Pink Tax becomes worldwide issue

By Tabitha Barr
Opinion Page Editor

According to “Listen Money Matters”, a podcast by Candice Elliott, women are paying 42 percent more overall than men on everyday purchases.

This means that women pay on average $1,351 more a year in extra costs, and it’s all apart of the Pink Tax. The Pink Tax is the label for how women are paying more than men on everyday products and services. Necessities that women need are being jacked up in price just because they are for females, including feminine hygiene products being taxed because they are considered a “luxury.”

Quoting one of the most famous television shows from the 1990s, F.R.I.E.N.D.S. character Rachel Green stated, “No uterus, no opinion.” That unforgettable line showcases the viewpoint for most females on feminine products. Tampons and pads are essential for women and shouldn’t be taxed as an unimportant item. Unless women are expected to bleed without protection in public, or to stay home while they are on their period, these hygiene products are essential to a woman’s lifestyle.

Companies have charged women more for many years. Not only overtaxing tampons and pads, but charging more on clothing, accessories, self-care items, toys and services that are required in life. Why is it that businesses can legally charge women increasingly more than men just because of the difference in gender?

According to the article “Why is the US ‘tampon tax’ so hated?” by BBC News, “American consumers spent $3.1 (billion) on tampons and other feminine hygiene products last year.” This number represents women in all 50 states.

The average sales tax is 6.25 percent, but in some states, the tax can be as much as 10.25 percent.

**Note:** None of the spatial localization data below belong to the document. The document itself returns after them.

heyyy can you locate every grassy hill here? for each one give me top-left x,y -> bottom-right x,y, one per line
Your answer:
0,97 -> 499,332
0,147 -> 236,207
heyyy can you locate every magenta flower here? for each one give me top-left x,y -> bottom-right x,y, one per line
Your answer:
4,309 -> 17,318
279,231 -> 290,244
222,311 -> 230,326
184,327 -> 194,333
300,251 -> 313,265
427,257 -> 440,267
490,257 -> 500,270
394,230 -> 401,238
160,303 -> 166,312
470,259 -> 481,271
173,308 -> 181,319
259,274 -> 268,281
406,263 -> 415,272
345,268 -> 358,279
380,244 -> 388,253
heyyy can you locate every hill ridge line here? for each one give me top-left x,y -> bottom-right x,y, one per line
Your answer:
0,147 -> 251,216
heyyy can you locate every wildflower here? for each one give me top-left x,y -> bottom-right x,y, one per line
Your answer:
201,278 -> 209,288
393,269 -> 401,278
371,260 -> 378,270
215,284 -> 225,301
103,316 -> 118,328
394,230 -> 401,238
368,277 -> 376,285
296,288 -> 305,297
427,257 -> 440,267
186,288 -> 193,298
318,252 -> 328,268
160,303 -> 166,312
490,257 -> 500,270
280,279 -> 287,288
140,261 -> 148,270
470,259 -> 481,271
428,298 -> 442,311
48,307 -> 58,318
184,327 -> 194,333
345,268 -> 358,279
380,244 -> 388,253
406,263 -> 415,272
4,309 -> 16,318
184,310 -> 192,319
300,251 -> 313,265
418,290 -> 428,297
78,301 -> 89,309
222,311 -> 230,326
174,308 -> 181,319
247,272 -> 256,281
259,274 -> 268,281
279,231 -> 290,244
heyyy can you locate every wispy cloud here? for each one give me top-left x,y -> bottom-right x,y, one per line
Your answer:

That means that if the government was to remove all sales tax from feminine hygiene products, American women could save $10 million a year. This estimate is only for hygiene products, so when the overpricing of other women’s products is added, the number is even higher.

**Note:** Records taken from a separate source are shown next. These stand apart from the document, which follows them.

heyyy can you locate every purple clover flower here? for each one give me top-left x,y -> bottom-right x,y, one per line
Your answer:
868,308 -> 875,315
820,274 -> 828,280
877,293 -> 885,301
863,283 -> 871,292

Most women can pay for their feminine hygiene products, but others are not so lucky. In some parts of the country, women cannot afford to buy tampons or pads for themselves or their daughters. This causes women to miss out on school, work and social activities when they are on their period.

America isn’t the only one affected by this, as women in other countries are facing similar dilemmas. The Pink Tax is causing women to have less of an education and less of a life.

According to an interview in The Washington Post with Cristina Garcia, a Democrat in the California State Assembly who is an advocate of getting rid of the Pink Tax, proposed a bill that would put an end to the ‘tampon tax’ in California.

“I just want people to realize this is not insignificant … especially if you’re on a tight budget,” Garcia told The Post.

According to Independent News, this bill was put to an end and was turned down by Governor Jerry Brown because, their budget couldn’t withstand the loss of no tax on tampons and pads.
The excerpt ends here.